Multimodal Deep Learning Differentiates Papilledema and Non-Arteritic Anterior Ischemic Optic Neuropathy From Healthy Eyes.
David Szanto, Asala Erekat, Brian Woods, Jui-Kai Wang, Mona Garvin, Brett Johnson, Randy Kardon, Michael Wall, Edward Linton, Mark J Kupersmith
Abstract
Open AccessPurpose: Optic nerve head (ONH) swelling, a critical feature in idiopathic intracranial hypertension (IIH) and non-arteritic anterior ischemic optic neuropathy (NAION), can present diagnostic challenges. We explored a multimodal deep learning (DL) approach integrating optical coherence tomography (OCT) scans and fundus photographs to enhance diagnostic accuracy for differentiating IIH, NAION, and healthy eyes.
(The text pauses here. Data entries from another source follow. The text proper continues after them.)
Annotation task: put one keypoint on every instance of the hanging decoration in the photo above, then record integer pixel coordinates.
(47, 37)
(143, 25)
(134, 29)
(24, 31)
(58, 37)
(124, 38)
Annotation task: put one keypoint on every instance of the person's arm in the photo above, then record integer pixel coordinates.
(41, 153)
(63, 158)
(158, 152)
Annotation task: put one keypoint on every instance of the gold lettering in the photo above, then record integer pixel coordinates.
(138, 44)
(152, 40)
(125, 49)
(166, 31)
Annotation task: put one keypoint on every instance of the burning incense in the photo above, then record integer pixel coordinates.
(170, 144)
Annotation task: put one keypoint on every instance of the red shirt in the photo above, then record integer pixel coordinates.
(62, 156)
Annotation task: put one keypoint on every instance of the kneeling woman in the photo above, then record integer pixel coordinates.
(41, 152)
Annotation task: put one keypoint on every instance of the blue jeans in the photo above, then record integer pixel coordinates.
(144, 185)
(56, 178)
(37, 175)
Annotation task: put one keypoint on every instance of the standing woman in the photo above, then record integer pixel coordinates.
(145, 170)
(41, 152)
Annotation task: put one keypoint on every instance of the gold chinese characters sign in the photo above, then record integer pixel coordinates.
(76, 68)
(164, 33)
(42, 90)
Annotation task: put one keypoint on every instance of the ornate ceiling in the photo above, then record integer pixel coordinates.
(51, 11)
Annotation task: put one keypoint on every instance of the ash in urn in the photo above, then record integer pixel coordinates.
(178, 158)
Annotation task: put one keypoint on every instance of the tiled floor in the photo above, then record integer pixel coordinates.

Methods: We developed two separate models using 7019 OCT scans (3D-ResNet-18) and 17,657 fundus photos (ResNet-50) to classify eyes with papilledema (2315 OCT, 6349 fundus), NAION (841 OCT, 1814 fundus), and healthy eyes (3863 OCT, 9494 fundus). We arranged the dataset so that the test set consisted entirely of same-day OCT scans and fundus photos, with each modality (OCT and fundus) contributing at least 15% of the data for each class. We combined output probabilities from both models using two methods: an F1-weighted sum by class (F1WS), as well as an XGBoost model. Performance of each was evaluated with AUC-ROC, accuracy, precision, recall, and F1 scores. Results: The OCT model alone achieved a test accuracy of 93.5%, with the fundus photo model reaching 93.9%. The multimodal F1WS and XGBoost models achieved an accuracy of 97.5% and 98.3%, respectively. Conclusions: Combining OCT and fundus photographs improves the classification of IIH, NAION, and healthy eyes, showing the value of using complementary imaging modalities. This approach supports the use of DL to aid diagnosis and clinical management of optic nerve head swelling. It may also be extended to leverage DL from additional data sources, such as macular scans or visual field tests.